I could go on, and I guess I will just a little: I never say or suggest that anyone considered the Triple Crown victories “as a demonstration of white superiority.” (I honestly don’t believe you don’t get the “Nietzschean √úberhorse” joke. Secretariat was a product of eugenics if any living creature ever was.) You suggest that I attack Randall Wallace for his religious faith, but I do not, and you cite nothing to support this. You say that I see “a repository of Christianity (of the wrong sort, presumably)” in the film, when I say clearly that religion plays almost no role in the story. On the other hand, it’s simply a fact that Disney is marketing the film to Christian conservatives, and neither of us is required to have an opinion about it. And I’m not sure what you mean when you say you refuse to allow me to define the film as “Tea Party-friendly.” Is Sarah Palin not allowed to like it?

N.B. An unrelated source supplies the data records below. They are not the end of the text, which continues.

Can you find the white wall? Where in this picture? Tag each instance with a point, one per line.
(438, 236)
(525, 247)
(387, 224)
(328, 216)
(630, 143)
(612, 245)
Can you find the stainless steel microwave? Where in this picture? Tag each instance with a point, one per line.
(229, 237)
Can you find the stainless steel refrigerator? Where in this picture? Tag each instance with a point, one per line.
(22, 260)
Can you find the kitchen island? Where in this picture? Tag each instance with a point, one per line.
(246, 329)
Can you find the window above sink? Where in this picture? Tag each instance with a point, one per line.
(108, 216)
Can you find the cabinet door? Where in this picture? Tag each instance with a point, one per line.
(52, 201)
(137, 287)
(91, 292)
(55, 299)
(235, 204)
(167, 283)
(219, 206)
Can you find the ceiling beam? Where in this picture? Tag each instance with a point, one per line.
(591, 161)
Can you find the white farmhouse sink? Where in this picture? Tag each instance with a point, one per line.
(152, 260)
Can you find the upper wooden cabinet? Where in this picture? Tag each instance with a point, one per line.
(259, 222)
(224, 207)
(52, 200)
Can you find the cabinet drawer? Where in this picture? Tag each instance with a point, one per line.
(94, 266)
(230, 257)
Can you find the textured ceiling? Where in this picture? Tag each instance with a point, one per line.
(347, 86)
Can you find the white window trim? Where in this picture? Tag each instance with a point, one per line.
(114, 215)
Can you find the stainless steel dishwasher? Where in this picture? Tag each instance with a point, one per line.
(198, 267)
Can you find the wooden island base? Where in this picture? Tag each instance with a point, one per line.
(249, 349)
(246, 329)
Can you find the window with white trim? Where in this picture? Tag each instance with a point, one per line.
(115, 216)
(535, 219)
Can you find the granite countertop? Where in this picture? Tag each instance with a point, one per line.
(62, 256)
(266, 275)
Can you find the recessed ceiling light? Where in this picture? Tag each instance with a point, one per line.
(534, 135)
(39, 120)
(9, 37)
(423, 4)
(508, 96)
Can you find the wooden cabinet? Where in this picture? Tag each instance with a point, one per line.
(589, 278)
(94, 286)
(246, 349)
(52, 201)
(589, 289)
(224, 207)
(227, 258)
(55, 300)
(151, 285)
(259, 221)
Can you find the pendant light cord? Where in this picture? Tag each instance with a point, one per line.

Read the rest of his response over at Salon.
I just want to make a totally random point that no one will care about – and it has to do with Secretariat’s breeding. They have been breeding race horses to be as strong and as fast as possible for a good long time. This is probably why there will probably never be another Secretariat, nor another Triple Crown winner. There is nowhere else to go with the genetics. Secretariat was the start of something genetically miraculous – it’s ironic to me that his ability was as much a scientific (Darwinian) achievement as it was anything else. The last thing it had anything to do with was God. I appreciated that the movie never tried to make this point.
The Blind Side. It was very clear about God’s plan for Michael Oher. Secretariat? Nah, just great breeding and a smart horsewoman who knew what to look for.